Microsoft bought Bethesda's parent company to stop Starfield being a PS5 exclusive
That's one way to go about it.
Xbox head Phil Spencer has said one of the main reasons Microsoft bought Bethesda's parent company ZeniMax was because of potential Starfield PlayStation exclusivity.
This comes from the current trial being held between the US' Federal Trade Commission and Microsoft regarding the latter's acquisition of Activision Blizzard. As reported by The Verge, Spencer spoke of how Sony frequently pays competitors to "skip our platform," leading Microsoft to believe it needed to own Bethesda to stand up to the competition.
"When we acquired ZeniMax one of the impetus for that is that Sony had done a deal for Deathloop and Ghostwire... to pay Bethesda to not ship those games on Xbox," Spencer said at the trial. "So the discussion about Starfield when we heard that Starfield was potentially also going to end up skipping Xbox, we can’t be in a position as a third-place console where we fall further behind on our content ownership so we’ve had to secure content to remain viable in the business."
Microsoft announced it was acquiring ZeniMax Media, and subsequently Bethesda Softworks, back in 2020, for a grand total of $7.5 billion.
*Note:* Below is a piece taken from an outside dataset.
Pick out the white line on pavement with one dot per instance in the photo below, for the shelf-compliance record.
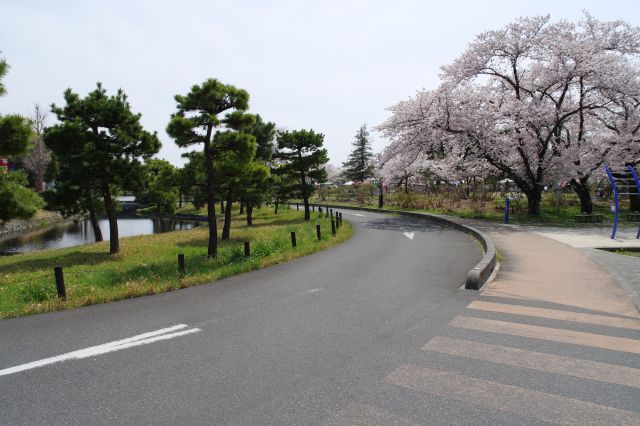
(138, 340)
That's obviously nothing compared to the nearly $70 billion dollar acquisition of Activision Blizzard, but it did mean that Xbox owned massive names like The Elder Scrolls and Fallout series.
As noted by The Verge, the main thing that Spencer appeared to be doing in his testimony is framing Sony as a hostile competitor. "Every time we ship a game on PlayStation... Sony captures 30 percent of the revenue that we do on their platform and then they use that money among other revenue that they have to do things to try to reduce Xbox’s survival on the market," Spencer said. "We try to compete, but as I said, over the last 20 years we’ve failed to do that effectively."
It isn't exactly clear on who is actually to blame on the topic of Sony outperforming Microsoft, but Spencer unsurprisingly would want to make Xbox seem like the little guy that needs the boost up to be on the same playing field.
Also revealed as part of the trial is the fact that The Elder Scrolls 6 is at least another five years away, so you can throw any hopes of playing that some time soon in the bin.